Vance's trademark tool for efficiency is his check lists, usually scrawled on yellow legal paper. He confronts almost every meeting with a list of key questions, topics, problems, all in tight logical sequence. Andy Young recalls occasions when Vance has reached him at a party. "I'll pick up the phone and Cy will say, 'Andy, just a couple of points.' And, man, there they'll come—tick, tick, tick; one, two, three." Aides tell of meetings that Vance holds with CIA Director Stansfield Turner, who has a similar habit. "The two of them will checklist you into stupefaction," says one observer.

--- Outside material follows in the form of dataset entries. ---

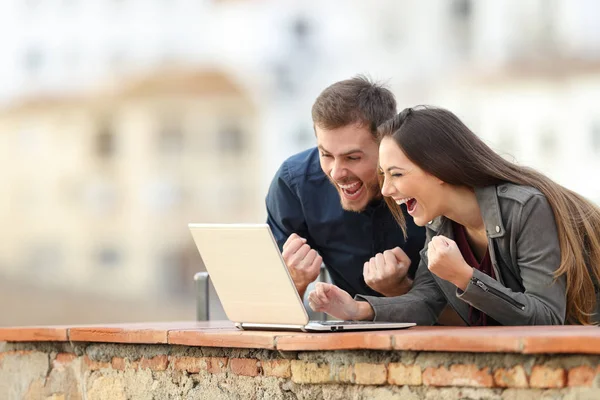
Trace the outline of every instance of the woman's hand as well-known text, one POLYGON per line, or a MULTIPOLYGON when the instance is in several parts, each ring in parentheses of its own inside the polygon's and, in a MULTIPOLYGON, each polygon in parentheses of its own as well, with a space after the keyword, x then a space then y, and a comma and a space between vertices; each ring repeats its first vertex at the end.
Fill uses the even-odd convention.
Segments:
POLYGON ((325 312, 341 320, 373 319, 371 305, 365 301, 356 301, 335 285, 317 282, 315 290, 308 295, 308 305, 313 311, 325 312))
POLYGON ((431 238, 427 247, 427 259, 427 267, 433 274, 453 283, 461 290, 467 288, 473 277, 473 268, 460 254, 454 240, 442 235, 431 238))

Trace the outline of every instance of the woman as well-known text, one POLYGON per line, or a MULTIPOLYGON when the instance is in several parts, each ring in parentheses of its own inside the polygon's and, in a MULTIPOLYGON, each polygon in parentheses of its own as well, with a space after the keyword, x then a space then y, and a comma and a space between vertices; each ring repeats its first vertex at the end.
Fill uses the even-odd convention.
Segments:
MULTIPOLYGON (((600 209, 506 161, 454 114, 406 109, 379 128, 382 194, 404 225, 427 227, 412 290, 357 296, 328 284, 309 295, 340 319, 433 325, 449 307, 467 325, 597 323, 600 209)), ((388 253, 388 252, 386 252, 388 253)), ((391 254, 365 263, 389 268, 391 254)))

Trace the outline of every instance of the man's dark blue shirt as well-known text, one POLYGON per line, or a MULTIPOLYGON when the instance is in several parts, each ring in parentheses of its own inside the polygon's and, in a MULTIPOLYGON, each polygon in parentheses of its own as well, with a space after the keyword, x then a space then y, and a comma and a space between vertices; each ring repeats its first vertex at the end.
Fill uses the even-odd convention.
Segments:
POLYGON ((407 240, 383 199, 362 212, 346 211, 337 189, 319 164, 312 148, 288 158, 279 168, 266 198, 267 223, 281 249, 296 233, 307 239, 325 263, 333 282, 352 297, 381 296, 364 281, 363 266, 377 253, 401 247, 410 257, 409 277, 419 265, 425 229, 405 214, 407 240))

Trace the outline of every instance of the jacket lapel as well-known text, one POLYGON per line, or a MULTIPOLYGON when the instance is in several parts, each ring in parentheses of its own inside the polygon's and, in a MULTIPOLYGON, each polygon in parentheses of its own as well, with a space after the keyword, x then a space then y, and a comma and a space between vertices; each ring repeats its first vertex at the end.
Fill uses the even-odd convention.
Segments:
POLYGON ((495 185, 475 188, 475 197, 477 198, 477 203, 479 203, 481 217, 483 218, 485 232, 488 237, 488 251, 490 252, 492 268, 494 269, 496 279, 504 284, 504 279, 498 268, 496 246, 494 244, 496 239, 503 237, 506 233, 504 223, 502 222, 500 203, 498 202, 498 194, 496 193, 497 190, 498 187, 495 185))

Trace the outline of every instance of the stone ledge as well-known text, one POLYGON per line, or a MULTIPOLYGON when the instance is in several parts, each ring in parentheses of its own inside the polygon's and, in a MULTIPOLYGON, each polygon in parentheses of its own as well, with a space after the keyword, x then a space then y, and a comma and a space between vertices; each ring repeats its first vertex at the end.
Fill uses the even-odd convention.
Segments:
POLYGON ((0 388, 23 399, 596 399, 600 398, 599 361, 596 355, 395 350, 285 353, 23 342, 0 349, 0 388))
POLYGON ((295 333, 239 331, 229 321, 183 321, 0 328, 0 341, 173 344, 281 351, 600 354, 600 329, 593 326, 417 326, 393 331, 295 333))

The orderly approach to his job begins for Vance shortly after 5 on weekday mornings, when he awakens in his family's rented two-story brick colonial home in Northwest Washington. He does exercises to strengthen his back, which once afflicted him so sorely that his wife Grace had to tie his shoes. An unimposing black Ford reaches the house in time to get him to his office on the State Department's seventh-floor "mahogany row" at 6 on some mornings, 7 at the latest. By the time Vance arrives, two of his special assistants have already spent an hour poring over diplomatic cables, newspaper clippings and study papers for the day's meetings. Vance reads their selection in half an hour.

Then the pace quickens. A CIA agent gives Vance a briefing at 7:30. At 7:40, he calls in Deputy Secretary Warren Christopher, Under Secretary for Political Affairs David Newsom, Director of Policy Planning Anthony Lake, and Secretariat Director Peter Tarnoff for a ten-minute meeting to pinpoint the day's problems.

By 9 a.m. the housekeeping chores are over and the round of more substantive meetings begins. One day last week the first visitor was Ambassador to Saudi Arabia John West. Then Vance discussed arms-limitation issues with SALT Negotiator Paul Warnke; Leslie Gelb, director of the Bureau of Politico-Military Affairs; Legal Adviser Herb Hansell, and Nimetz. Next in order came Dutch Foreign Minister Christoph van der Klaauw, CBS Correspondent Richard Hottelet, and a White House meeting on SALT between the President and Brzezinski. A 5 p.m. trip to Andrews Air Force Base to meet Rumanian President Nicolae Ceauşescu concluded a typical business day. He manages to get home most evenings by 8.

After that kind of grind, Vance tries evade the diplomatic cocktail circuit. He and Grace—she too is an intensely private person—turn down numerous invitations, preferring to spend their evenings at home. They may go to a movie together, but rarely watch television unless a news event demands attention.